# steelhead in low water



## dcfisherman (Jul 25, 2008)

need some advice (what to use/techniques/where to fish, no honey holes) for low water fishing in rocky river. still looking for one this year. thanks p.s. i fly fish

dcfisherman


----------



## Wormdunker69 (Apr 8, 2004)

Do a rain dance, lol.


----------



## buckeye6 (Jun 17, 2005)

i like light colors and small,or minnow style streamers


----------



## Lima Eyecatcher (Aug 13, 2008)

Downsize everything. Sz14 flys or hooks for bait and a 3lb tippet and 5 lb leader.

Good Luck


----------



## J-rod (May 7, 2009)

Lima Eyecatcher said:


> Downsize everything. Sz14 flys or hooks for bait and a 3lb tippet and 5 lb leader.
> 
> Good Luck


Thats dead on! small natural colored flies work well for me. try size 12-14 sucker spawn in creme/peach and 14-16 nymphs in nuetral colors. Downsize everything including split shot and tippet.


----------



## bigcats28 (Jul 23, 2006)

a cast net works really well in low/clear conditions  hahaha just messin around


----------



## riverKing (Jan 26, 2007)

please dont ever throw 3 or 5lb line at a steelhead, if they can see that clear stuff the would have noticed the hook in the ass end of the fly long ago.

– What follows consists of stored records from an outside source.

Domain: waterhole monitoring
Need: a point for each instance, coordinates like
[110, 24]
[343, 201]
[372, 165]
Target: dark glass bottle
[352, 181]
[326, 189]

your best option, either get creative with say a big dry and a PT dropper. or a better one. find water, or rain, or areas with no pressure
...or treble hooks


----------



## Streamhawk (Apr 25, 2008)

I'll let you know how the light tippet and small flys work after tomorrow, going to hit the Ash in 6 hours. Hunting steelies.


----------



## Fishaholic69 (Apr 6, 2007)

I have caught steel on 8lb pound flouro in gin clear waters. also 6lb is decent but 3lb is just crazy. how do u get the fish in without it breaking off on a run or if it jumps or rolls??


----------



## bassman56 (May 22, 2005)

Streamhawk, the Ash is really low, good luck its been tough there lately.


----------



## RockyRiverRay (Jan 14, 2009)

riverKing said:


> please dont ever throw 3 or 5lb line at a steelhead, if they can see that clear stuff the would have noticed the hook in the ass end of the fly long ago.
> 
> your best option, either get creative with say a big dry and a PT dropper. or a better one. find water, or rain, or areas with no pressure
> ...or treble hooks


Thank you. haha couldnt agree more. i just caught 6 fish in 4 hours 15mi upriver on the grand with eggs and 10lb silver thread cause i forgot my pline. water was gin clear, fish just hadnt seen hooks for awhile. id say get away from the crowds. the majority on the weekends arnt even fishin the right spots.


----------



## ryosapien (Jul 5, 2008)

IDK River king i like ashima 5lb it is very strong and i have yet to lose a fish from a breakoff. If you know how to play a fish and have the right equipment landing big fish 10#+ is no problem on this line. not to mention that it allows for more natural fly action and sinks faster. so lets do the math lower vis, more natural drift, faster sink rate. I'll keep the 8 lb for high water


----------



## Streamhawk (Apr 25, 2008)

Yes correct, the Ash was way low, saw some fish but no takers. The water is very low and brown stained due to the leafs. Any suggestions on where to go next since I am here for two more days. I was thinking of hitting the connie since I am right here, but will travel for better options, any help appreciated.


----------



## Lima Eyecatcher (Aug 13, 2008)

Riverking

Ryosapien is right with the right equipment and a little luck you can play these fish in. I played this fish 10-15 min. Fish went 5-8 lbs. Fish was caught about 4 weeks ago in shallow water.


----------



## ShutUpNFish (Apr 17, 2007)

walk!......


----------



## riverKing (Jan 26, 2007)

its not that you cant land the fish, I have joined the 10-1 club on spinning tackle. its the need to go to such extremes that I doubt, and the damage such a long fish may inflict on a fish. I have taken steelies on 12lb maxima that I spotted in 10ft of water before fishing them it was so clear, so I say why bother with 3lb.
besides, i catch so many fish that to fish one for 10 minutes would lower my daily catch rate :Banane36:


----------



## Lima Eyecatcher (Aug 13, 2008)

Rk
Im pretty new to the whole stellie thing and have only caught a few so far. The most I have ever caught in a day is 2, so I love the longer fights. I always release my fish and have yet to find one that didnt swim away with vigor. Once I learn the trick to getting more in the day if I were to start breaking off then I will go back to my main tippet of 5 lb.


----------



## riverKing (Jan 26, 2007)

I will admit that confidence is a huge factor in much of fishing. so if you are much more confident in going lighter than do so.


----------